Though not in every part of the city, Providence has two siren systems. The campus siren system installed at Brown University was installed in the Spring of 2008 and the second system at the Port of Providence is slated for Spring of 2009. Both systems consist of strategically placed sirens that will be used to warn Brown, the Port, Johnson & Wales and surrounding community in the event of a life threatening emergency.
If an emergency is identified, the Brown University Public Safety Department activates the campus sirens and the Providence Fire Department activates the Port sirens. The activation of both systems consists of an alert tone and a voice message regarding the nature of the emergency. Additional warning methods, such as Reverse 911, the national Emergency Alert System will more than likely be utilized as well.

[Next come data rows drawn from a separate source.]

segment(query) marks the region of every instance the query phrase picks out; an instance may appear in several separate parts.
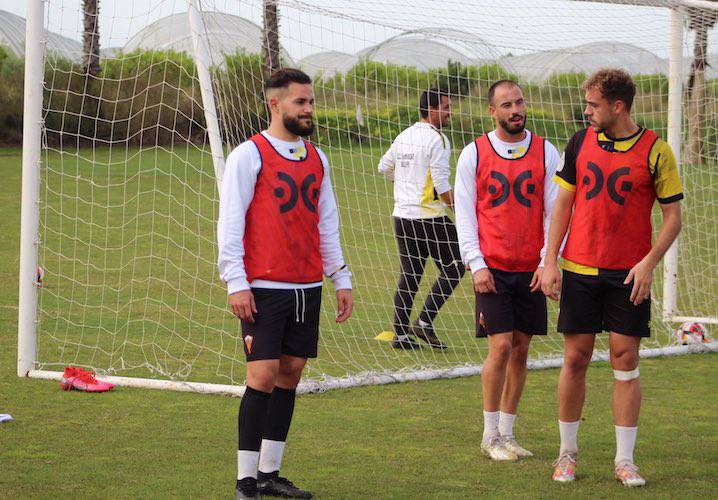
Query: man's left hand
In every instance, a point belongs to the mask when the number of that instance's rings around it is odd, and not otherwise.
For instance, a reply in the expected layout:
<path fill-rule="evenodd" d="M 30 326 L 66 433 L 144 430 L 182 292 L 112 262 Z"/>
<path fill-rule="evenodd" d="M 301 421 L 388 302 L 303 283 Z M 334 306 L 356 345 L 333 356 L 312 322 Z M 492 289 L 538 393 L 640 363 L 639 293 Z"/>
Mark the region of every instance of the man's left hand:
<path fill-rule="evenodd" d="M 354 298 L 351 289 L 337 290 L 337 323 L 349 319 L 354 308 Z"/>
<path fill-rule="evenodd" d="M 651 295 L 651 284 L 653 283 L 653 265 L 645 257 L 635 266 L 631 268 L 626 276 L 624 285 L 628 285 L 633 281 L 633 289 L 631 290 L 631 302 L 637 306 Z"/>
<path fill-rule="evenodd" d="M 531 283 L 529 283 L 529 287 L 531 288 L 532 292 L 541 291 L 541 276 L 542 275 L 543 275 L 543 266 L 539 266 L 534 271 L 534 275 L 531 278 Z"/>

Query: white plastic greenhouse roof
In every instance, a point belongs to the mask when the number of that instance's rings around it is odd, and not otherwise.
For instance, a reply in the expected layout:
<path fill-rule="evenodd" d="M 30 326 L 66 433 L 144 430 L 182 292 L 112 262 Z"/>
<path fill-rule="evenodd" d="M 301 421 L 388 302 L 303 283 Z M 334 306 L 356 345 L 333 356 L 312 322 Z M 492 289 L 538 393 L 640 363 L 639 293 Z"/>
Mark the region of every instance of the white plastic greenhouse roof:
<path fill-rule="evenodd" d="M 205 46 L 211 64 L 221 65 L 225 54 L 262 52 L 262 28 L 243 17 L 224 12 L 202 12 L 206 28 Z M 193 53 L 192 35 L 187 13 L 173 14 L 150 24 L 133 36 L 124 46 L 125 52 L 136 49 L 175 50 Z M 287 51 L 280 48 L 286 64 L 294 65 Z"/>
<path fill-rule="evenodd" d="M 80 42 L 49 31 L 45 34 L 48 50 L 71 61 L 82 59 Z M 0 10 L 0 45 L 18 57 L 25 55 L 25 18 Z"/>
<path fill-rule="evenodd" d="M 337 52 L 330 50 L 327 52 L 317 52 L 300 59 L 297 63 L 299 67 L 312 78 L 331 78 L 337 73 L 343 74 L 349 71 L 359 61 L 356 54 L 347 54 L 346 52 Z"/>
<path fill-rule="evenodd" d="M 223 12 L 202 12 L 212 64 L 222 64 L 224 54 L 260 53 L 262 29 L 245 18 Z M 79 61 L 82 43 L 57 33 L 46 32 L 47 47 L 55 54 Z M 20 57 L 25 51 L 25 19 L 0 10 L 0 45 Z M 192 38 L 186 12 L 162 18 L 134 35 L 124 47 L 103 48 L 103 57 L 119 50 L 171 49 L 192 53 Z M 296 65 L 281 48 L 287 65 Z M 668 62 L 641 47 L 617 42 L 595 42 L 577 47 L 545 50 L 519 56 L 499 57 L 490 43 L 457 29 L 422 28 L 407 31 L 366 48 L 356 54 L 326 51 L 311 54 L 298 65 L 311 76 L 329 78 L 345 73 L 359 60 L 414 66 L 419 70 L 445 67 L 449 60 L 462 64 L 486 64 L 496 61 L 521 80 L 540 83 L 552 75 L 569 72 L 591 73 L 601 67 L 619 66 L 632 74 L 668 73 Z M 684 73 L 690 71 L 690 58 Z M 718 78 L 718 54 L 709 54 L 706 78 Z"/>
<path fill-rule="evenodd" d="M 495 59 L 497 51 L 489 43 L 460 30 L 424 28 L 389 38 L 358 55 L 371 61 L 427 70 L 445 67 L 449 60 L 481 64 Z"/>
<path fill-rule="evenodd" d="M 628 43 L 595 42 L 520 56 L 503 57 L 499 64 L 520 79 L 540 83 L 560 73 L 590 74 L 604 67 L 620 67 L 634 75 L 668 74 L 668 62 L 653 52 Z"/>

Depending on the emergency situation, persons hearing the siren sound should immediately stop what they are doing and listen for the verbal instructions following the tone. Reasons as to why the siren system would be activated include a chemical spill, impending natural disaster, or a terror related incident. Instructions might include to seek shelter immediately or evacuate the area. Upon activation of the sirens, the media will be alerted and they will provide important instructions. Tune to local TV and radio once you have reached safety for additional information and instructions from emergency officials.
Understand that they're may be delays in additional information. Be patient and always listen for the voice instructions following the siren tone. Continue to listen to TV and radio broadcasts until additional information is transmitted. Have your telephone near you and use the phone only for emergencies. The City's Reverse 911 system may be trying to dial your number with emergency information. If you are a subscriber to Cox Communications or Verizon, the city already has your home telephone number. If you have a cellular phone, you need to register your telephone number with the city's Reverse 911 system.